This 2,000-page law is complex. But in one respect the statute is clear: Credits are available only in states that create an exchange themselves. The federal government might create exchanges in states that decline, but it cannot offer credits through its own exchanges. And where there can be no credits, there is nothing to trigger that $3,000 tax.
States are so reluctant to create exchanges that Secretary of Health and Human Services Kathleen Sebelius estimates she might have to operate them for 15 to 30 states. Even if she manages that feat, the law will still collapse without the employer mandate and tax credits.
Unauthorized Tax
To prevent that from happening, on May 18 the IRS finalized a rule making credits available through federal exchanges, contrary to the express language of the statute.
Because those credits trigger penalties against employers, the IRS is literally taxing employers and spending billions without congressional authorization. Estimates by the Urban Institute indicate that had this rule been in effect in 2011, it would have cost at least $14.3 billion for HHS to run exchanges for 30 states. About 75% of that is new federal spending; the remainder is forgone tax revenue.
The IRS doesn’t have a leg to stand on here. It has not cited any express statutory authority for its decision, because there is none. The language limiting tax credits to state-established exchanges is clear and consistent with the rest of the statute. The law’s chief sponsor, Senate Finance Committee chairman Max Baucus (D‑Mont.), is on record explaining creation of an exchange is among the conditions states must satisfy before credits become available. Indeed, all previous drafts of the law also withheld credits from states to push them to cooperate.
Employers can sue
Under the Congressional Review Act, Congress has 60 days from the date of issue to block the rule. Reps. Scott DesJarlais, R‑Tenn., and Phil Roe, R‑Tenn., have introduced a resolution. It may receive a cold reception from President Obama, but “taxation without representation” is a difficult position to defend.
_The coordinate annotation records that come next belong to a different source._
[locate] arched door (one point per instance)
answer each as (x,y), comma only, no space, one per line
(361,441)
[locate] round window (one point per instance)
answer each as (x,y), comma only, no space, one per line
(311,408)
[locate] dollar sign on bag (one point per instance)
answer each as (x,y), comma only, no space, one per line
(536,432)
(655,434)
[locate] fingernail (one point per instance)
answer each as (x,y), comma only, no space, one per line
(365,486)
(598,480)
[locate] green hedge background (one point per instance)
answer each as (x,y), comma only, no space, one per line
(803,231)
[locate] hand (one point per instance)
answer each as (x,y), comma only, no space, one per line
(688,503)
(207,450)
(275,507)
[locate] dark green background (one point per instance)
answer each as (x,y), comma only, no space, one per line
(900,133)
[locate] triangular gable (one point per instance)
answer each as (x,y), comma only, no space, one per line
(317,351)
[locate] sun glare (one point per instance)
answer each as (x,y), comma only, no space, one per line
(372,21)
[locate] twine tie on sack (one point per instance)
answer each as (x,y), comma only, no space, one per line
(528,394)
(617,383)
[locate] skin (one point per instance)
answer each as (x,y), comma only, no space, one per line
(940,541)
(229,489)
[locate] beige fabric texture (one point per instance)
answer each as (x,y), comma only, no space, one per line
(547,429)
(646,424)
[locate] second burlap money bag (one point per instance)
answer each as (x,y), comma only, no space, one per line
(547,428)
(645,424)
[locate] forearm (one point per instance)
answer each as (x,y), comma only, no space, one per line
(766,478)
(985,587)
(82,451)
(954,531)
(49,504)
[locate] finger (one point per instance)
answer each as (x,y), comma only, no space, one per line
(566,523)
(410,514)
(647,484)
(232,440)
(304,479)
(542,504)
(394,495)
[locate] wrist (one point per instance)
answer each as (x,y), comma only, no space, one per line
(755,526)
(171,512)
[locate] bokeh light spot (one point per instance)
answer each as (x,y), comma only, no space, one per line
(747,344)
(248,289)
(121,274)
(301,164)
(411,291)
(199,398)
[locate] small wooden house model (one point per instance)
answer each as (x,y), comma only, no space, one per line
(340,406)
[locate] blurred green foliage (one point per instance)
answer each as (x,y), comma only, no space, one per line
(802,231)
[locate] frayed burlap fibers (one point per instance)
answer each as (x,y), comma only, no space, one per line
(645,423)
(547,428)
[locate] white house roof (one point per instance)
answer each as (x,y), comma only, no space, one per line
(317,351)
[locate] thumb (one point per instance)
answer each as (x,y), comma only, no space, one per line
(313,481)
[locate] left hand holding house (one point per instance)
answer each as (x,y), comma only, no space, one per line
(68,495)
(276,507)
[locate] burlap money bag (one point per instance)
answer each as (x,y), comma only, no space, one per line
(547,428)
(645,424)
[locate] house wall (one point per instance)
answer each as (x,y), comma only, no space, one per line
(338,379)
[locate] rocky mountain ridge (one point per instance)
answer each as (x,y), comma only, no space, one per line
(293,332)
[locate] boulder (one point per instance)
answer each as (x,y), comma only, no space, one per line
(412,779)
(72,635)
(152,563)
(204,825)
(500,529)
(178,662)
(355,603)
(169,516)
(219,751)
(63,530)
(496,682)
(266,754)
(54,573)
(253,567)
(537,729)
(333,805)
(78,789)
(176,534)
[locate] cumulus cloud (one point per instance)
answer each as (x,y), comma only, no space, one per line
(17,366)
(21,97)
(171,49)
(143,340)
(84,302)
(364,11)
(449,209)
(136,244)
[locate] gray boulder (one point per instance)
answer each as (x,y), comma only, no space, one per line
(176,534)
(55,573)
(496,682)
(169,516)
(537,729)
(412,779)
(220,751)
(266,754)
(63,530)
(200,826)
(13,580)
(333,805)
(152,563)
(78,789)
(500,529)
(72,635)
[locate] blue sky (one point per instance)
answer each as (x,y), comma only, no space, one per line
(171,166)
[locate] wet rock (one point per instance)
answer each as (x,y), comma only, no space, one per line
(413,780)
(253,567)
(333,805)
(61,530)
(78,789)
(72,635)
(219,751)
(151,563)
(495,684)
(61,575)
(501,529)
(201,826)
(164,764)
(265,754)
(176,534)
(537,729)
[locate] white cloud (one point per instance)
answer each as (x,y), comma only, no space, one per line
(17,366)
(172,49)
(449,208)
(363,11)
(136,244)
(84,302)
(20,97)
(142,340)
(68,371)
If that approach fails, states that have refused to establish a health insurance exchange, and large employers the IRS will hit with this unauthorized tax, could challenge the rule in court.
The authors of the Affordable Care Act wrongly assumed states would be eager to implement it. If saving the law from that miscalculation requires letting the IRS tax Americans without authorization, then it is s not worth saving.